Vivarte engrange 52 millions d’euros en vendant Naf Naf

Le 11 avril, le groupe Vivarte officialisait la vente de son enseigne de prêt-à-porter féminin Naf Naf à un consortium chinois mené par le groupe La Chapelle, épaulé de Star Platinium et d’East Links. Le distributeur chinois a depuis apporté quelques détails sur la transaction que ne communiquaient pas Vivarte.
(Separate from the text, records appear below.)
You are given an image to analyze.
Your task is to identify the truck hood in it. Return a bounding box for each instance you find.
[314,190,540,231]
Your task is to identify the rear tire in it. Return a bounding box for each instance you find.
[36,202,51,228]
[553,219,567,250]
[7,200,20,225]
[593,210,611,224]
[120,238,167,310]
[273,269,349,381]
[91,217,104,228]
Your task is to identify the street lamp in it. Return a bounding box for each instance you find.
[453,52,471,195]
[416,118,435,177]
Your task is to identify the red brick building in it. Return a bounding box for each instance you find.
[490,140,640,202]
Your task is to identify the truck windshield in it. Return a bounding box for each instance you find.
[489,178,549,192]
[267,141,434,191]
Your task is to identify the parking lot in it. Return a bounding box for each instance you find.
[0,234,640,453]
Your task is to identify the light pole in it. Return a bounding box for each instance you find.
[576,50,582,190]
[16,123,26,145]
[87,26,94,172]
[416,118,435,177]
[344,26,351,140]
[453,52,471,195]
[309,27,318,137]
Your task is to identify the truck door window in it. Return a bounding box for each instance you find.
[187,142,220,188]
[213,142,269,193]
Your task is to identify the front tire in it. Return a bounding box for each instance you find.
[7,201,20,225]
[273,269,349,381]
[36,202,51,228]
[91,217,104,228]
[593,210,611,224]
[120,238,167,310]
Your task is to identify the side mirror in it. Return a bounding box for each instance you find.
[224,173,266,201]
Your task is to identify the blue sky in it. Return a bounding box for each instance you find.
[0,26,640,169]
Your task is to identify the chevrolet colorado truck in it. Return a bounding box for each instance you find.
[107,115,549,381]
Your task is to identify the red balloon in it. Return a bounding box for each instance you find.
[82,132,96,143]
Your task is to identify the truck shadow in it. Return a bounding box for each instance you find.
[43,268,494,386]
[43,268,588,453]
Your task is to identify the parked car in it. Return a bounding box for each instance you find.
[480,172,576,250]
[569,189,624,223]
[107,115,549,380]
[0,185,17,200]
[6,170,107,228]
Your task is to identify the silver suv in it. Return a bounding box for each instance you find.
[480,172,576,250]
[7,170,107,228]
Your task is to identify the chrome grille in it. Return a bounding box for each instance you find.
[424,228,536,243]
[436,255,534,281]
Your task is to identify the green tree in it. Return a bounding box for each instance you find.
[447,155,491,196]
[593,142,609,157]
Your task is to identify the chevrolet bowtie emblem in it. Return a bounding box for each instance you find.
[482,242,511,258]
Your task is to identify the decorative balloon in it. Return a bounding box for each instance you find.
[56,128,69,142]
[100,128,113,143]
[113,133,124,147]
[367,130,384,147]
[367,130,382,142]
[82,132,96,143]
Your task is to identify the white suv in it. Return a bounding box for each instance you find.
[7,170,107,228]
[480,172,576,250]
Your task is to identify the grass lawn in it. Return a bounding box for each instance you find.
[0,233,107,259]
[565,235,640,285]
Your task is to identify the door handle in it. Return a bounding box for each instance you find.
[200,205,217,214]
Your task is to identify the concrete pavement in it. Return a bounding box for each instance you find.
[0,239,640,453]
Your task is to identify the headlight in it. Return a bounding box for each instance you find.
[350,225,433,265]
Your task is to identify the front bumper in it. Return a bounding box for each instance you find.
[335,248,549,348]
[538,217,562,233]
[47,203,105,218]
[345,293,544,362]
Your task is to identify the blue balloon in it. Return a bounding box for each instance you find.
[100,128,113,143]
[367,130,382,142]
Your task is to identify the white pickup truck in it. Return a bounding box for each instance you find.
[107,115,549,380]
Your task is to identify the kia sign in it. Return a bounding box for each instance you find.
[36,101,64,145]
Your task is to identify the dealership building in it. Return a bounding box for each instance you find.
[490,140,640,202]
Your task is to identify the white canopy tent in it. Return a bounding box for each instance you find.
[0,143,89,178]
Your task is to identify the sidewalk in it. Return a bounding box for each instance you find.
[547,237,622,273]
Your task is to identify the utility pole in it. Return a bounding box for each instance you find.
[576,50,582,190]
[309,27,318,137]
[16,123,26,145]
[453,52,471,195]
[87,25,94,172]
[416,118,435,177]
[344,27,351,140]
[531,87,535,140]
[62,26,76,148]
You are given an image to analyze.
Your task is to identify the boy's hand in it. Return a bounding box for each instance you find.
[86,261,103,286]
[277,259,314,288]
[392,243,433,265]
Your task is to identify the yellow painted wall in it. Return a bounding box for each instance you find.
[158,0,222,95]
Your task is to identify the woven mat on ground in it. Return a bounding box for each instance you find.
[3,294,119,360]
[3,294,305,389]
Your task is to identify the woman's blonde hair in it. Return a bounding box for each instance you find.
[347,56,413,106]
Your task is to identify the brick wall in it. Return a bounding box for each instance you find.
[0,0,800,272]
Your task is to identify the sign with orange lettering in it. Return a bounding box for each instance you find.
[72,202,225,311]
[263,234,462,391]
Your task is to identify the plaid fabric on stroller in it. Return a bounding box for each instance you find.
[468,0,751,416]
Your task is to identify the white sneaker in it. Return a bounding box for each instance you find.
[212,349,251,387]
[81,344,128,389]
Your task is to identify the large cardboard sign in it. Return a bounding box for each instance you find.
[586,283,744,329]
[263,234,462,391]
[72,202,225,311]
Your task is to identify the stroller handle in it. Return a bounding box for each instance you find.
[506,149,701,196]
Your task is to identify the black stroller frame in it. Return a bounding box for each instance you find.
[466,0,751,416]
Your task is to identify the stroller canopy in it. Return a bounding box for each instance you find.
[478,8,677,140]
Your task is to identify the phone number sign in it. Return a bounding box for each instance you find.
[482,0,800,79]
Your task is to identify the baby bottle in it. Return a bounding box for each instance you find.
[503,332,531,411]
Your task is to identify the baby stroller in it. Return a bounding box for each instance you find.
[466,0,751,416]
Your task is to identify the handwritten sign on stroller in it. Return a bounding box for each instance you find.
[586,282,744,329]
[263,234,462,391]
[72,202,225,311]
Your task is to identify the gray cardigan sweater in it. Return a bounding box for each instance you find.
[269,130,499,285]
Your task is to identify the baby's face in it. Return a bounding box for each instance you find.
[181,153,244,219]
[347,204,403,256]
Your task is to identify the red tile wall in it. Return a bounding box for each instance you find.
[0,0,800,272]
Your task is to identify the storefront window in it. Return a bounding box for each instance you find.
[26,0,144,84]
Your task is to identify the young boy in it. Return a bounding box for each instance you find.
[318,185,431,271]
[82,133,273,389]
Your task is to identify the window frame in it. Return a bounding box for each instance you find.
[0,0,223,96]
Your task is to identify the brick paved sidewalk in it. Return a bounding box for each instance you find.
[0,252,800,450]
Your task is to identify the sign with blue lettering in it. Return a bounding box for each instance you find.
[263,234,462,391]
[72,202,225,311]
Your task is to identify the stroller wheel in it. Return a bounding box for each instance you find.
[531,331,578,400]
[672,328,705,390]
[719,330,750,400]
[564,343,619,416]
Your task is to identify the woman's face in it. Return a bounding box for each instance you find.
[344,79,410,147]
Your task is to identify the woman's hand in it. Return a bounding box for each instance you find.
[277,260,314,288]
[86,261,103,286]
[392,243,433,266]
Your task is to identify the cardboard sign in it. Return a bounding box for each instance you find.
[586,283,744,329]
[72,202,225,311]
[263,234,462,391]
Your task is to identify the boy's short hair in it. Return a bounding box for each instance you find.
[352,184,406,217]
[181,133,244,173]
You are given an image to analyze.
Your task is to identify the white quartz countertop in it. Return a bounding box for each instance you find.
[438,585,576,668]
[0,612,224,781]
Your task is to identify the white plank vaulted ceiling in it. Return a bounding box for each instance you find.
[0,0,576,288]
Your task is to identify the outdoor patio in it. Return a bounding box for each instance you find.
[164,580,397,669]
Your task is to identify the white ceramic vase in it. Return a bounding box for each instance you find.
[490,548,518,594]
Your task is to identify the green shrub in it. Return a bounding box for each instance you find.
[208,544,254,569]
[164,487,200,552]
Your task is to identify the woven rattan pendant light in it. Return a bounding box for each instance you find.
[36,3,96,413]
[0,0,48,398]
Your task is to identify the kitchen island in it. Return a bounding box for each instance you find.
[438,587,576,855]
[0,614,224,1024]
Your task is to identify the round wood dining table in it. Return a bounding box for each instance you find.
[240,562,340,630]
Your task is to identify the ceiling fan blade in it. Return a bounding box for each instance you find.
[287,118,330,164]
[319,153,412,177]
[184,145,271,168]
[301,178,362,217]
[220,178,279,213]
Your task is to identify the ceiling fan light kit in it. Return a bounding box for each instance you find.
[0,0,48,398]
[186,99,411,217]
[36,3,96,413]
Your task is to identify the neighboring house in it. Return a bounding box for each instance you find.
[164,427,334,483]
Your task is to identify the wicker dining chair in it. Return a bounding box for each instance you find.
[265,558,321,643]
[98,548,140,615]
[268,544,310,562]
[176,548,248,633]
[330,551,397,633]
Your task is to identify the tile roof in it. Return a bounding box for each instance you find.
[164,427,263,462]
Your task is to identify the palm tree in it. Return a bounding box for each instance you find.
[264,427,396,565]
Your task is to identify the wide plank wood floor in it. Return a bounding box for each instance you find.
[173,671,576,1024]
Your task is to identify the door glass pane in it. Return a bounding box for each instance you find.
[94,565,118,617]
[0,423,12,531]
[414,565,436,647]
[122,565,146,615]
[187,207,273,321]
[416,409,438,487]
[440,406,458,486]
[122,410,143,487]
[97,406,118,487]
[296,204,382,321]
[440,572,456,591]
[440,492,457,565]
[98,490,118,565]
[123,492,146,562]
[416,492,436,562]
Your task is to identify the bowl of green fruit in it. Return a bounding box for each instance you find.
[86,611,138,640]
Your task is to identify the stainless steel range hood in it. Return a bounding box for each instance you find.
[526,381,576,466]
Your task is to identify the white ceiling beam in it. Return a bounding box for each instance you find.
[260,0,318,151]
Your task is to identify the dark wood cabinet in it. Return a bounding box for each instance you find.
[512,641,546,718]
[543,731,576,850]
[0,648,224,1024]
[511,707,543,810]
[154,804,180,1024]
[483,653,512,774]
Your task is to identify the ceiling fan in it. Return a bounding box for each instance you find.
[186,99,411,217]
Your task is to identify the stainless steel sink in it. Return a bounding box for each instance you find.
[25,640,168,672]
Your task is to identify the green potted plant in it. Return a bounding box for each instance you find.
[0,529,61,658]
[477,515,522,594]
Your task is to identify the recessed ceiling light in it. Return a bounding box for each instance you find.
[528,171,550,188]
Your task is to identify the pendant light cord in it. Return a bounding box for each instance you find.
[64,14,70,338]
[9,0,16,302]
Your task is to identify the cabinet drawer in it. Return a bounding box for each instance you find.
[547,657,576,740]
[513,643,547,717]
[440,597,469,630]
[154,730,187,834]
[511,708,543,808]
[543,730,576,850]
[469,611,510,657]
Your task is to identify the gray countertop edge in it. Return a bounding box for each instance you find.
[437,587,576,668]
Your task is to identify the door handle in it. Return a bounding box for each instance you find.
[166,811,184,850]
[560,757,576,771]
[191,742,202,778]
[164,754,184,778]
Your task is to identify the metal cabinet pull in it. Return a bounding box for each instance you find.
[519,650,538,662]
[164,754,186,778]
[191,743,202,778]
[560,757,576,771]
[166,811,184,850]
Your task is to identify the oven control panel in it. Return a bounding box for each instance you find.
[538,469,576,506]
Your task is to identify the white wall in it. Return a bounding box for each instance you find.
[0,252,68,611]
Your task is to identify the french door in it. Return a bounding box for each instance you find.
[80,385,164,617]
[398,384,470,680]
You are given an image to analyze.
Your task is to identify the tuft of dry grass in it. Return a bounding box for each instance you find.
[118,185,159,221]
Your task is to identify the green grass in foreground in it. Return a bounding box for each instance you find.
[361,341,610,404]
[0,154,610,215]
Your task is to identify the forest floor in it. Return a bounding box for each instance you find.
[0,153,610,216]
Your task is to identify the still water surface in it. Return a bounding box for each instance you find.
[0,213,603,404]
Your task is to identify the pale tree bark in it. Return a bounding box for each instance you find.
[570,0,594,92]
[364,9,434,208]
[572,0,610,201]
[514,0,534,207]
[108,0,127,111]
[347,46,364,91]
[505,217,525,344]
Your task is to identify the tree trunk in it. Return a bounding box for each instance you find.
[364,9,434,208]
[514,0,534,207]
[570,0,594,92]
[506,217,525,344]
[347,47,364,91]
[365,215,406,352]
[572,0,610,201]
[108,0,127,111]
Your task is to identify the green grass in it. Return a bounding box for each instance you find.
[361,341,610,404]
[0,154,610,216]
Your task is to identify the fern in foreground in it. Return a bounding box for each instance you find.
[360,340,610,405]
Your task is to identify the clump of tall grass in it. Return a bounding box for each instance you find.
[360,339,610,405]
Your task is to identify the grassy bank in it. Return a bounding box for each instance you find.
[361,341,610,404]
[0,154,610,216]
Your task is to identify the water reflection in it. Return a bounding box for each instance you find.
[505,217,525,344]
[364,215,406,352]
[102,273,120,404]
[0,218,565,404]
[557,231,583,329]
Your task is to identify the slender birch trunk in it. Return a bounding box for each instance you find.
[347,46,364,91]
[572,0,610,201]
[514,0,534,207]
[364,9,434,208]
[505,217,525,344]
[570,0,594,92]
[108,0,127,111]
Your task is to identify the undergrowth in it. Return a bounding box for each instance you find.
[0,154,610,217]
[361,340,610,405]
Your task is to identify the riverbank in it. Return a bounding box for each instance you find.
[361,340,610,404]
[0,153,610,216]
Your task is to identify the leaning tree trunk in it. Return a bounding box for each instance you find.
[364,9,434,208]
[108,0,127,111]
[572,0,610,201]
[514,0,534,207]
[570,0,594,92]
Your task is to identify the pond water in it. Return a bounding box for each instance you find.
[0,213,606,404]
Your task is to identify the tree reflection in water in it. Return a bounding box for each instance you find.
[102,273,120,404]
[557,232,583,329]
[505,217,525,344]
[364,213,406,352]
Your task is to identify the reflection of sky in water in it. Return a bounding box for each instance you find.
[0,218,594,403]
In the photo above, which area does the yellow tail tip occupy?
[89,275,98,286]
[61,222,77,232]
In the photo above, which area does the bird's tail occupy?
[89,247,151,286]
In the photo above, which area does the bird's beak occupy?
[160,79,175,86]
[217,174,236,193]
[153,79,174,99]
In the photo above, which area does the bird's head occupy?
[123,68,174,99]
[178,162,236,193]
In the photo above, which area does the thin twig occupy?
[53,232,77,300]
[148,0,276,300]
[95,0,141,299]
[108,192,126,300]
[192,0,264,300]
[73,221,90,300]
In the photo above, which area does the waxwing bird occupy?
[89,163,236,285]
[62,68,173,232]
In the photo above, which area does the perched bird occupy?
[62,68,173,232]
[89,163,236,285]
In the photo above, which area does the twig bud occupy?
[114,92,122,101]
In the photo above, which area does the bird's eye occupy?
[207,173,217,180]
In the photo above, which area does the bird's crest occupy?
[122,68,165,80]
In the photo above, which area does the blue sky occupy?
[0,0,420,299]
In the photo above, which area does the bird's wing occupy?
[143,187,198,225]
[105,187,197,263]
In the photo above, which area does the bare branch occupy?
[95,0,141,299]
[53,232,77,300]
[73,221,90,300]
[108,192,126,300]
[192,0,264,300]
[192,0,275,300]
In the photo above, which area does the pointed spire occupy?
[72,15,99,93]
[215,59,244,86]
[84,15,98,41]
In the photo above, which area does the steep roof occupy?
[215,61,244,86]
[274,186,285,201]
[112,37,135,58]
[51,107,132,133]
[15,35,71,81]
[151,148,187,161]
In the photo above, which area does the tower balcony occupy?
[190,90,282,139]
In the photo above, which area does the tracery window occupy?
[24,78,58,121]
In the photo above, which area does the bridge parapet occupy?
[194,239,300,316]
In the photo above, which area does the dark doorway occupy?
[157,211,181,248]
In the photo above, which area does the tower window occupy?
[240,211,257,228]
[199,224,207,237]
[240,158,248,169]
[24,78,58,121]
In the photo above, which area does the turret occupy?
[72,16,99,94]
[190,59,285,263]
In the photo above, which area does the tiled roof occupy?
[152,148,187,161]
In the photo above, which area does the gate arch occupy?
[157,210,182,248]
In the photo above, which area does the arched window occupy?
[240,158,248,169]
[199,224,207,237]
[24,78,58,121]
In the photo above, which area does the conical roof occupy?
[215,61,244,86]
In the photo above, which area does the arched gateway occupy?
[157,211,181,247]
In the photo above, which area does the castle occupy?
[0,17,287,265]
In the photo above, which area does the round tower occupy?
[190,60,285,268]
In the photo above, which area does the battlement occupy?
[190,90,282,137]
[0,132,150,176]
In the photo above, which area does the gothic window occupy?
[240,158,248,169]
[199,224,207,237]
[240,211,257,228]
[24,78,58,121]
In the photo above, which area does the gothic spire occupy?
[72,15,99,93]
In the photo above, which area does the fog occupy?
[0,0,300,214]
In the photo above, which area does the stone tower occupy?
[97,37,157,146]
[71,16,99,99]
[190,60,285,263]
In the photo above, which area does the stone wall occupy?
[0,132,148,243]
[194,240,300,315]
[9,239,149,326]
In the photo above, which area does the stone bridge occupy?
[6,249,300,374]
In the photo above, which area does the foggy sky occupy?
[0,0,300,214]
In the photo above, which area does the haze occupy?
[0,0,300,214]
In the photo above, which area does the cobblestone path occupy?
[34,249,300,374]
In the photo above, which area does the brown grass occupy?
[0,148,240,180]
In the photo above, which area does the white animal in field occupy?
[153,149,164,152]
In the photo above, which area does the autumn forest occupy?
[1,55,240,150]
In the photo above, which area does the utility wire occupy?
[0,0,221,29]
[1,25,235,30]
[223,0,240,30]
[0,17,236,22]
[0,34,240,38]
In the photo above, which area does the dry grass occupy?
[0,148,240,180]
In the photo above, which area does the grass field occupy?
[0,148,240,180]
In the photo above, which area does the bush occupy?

Le groupe français, qui poursuit sa restructuration, a ainsi récolté 52 millions d’euros en cédant la marque, soit un quart du chiffre d'affaires de la marque, qui a, selon La Chapelle, généré 208 millions d’euros de ventes en 2016/17, assorti d’un Ebitda de 7,6 millions d’euros.  


Naf Naf s'appuie sur un réseau de 474 points de vente (boutiques et corners). - NafNaf/Facebook

Un prix peu élevé au regard du chiffre d'affaires de la marque, mais représentant tout de même un ratio de 6,8 fois l'EBITDA. Il faut rappeler que l’enseigne fondée en 1973 par les frères Pariente avait été acquise en 2007 par le groupe Vivarte, qui à l’époque aurait signé un chèque de 200 millions d’euros à ses propriétaires (en acquérant certes Chevignon du même coup). Il s’agit là d’une acquisition intéressante pour le groupe chinois, qui, tout en continuant à exploiter (et arbitrer) les points de vente de Naf Naf en Europe (et surtout en France où elle réalise 70 % de ses ventes), ambitionne de déployer cette marque à la rentabilité faible dans son format actuel sur le sol chinois.

Le groupe français, dirigé par Patrick Puy depuis plus d’un an, est engagé dans un vaste plan de restructuration pour combler ses importantes dettes et tenter de redresser ses ventes en définissant un nouveau périmètre. En se séparant donc de certains actifs.  

Les créanciers de Vivarte – lourdement endetté après un second LBO - ont accepté en juin 2017 de réduire la dette du groupe de 864 millions d’euros, celle-ci culminant tout de même depuis lors à 574 millions d’euros (contre 1,5 milliard donc). Elle a aussi été rééchelonnée, puisque sa maturité a été étendue de deux ans, jusqu’en 2021.

Après avoir vendu Merkal, Pataugas et Kookaï l’an dernier, la cession d’André début 2018 n’a pas contribué à renflouer les caisses du groupe puisque celui-ci aurait, selon plusieurs médias, signé un chèque pour que Spartoo reprenne le chausseur. Mais le groupe espère faire une belle opération dans les mois à venir en se séparant de Besson, son enseigne de chaussures de périphérie aux 265 millions d’euros de ventes en 2017 et à la santé au beau fixe. Celle qui au départ ne devait pas être vendue ne compte que très peu de salariés puisque ses magasins sont opérés via un système de gérant mandataire et aurait reçu plusieurs marques d’intérêt, selon nos informations.

La direction de Vivarte prévoit en outre une enveloppe de 80 millions d’euros en 2018 pour investir dans les cinq marques qu’elle conserve à son périmètre, à savoir Caroll, San Marina, Minelli, Cosmoparis et surtout La Halle. Une enseigne de périphérie qui doit absolument réussir sa relance (après un PSE en 2017) puisqu’elle pèse 53 % des ventes totales de Vivarte, qui ont culminé en 2016/17 à 1,8 milliard d’euros. Si le groupe accuse toujours d’importantes pertes, celles-ci se sont réduites de moitié sur l’exercice écoulé : son résultat net était ainsi passé de -672 millions en 2016 à -305 millions d’euros.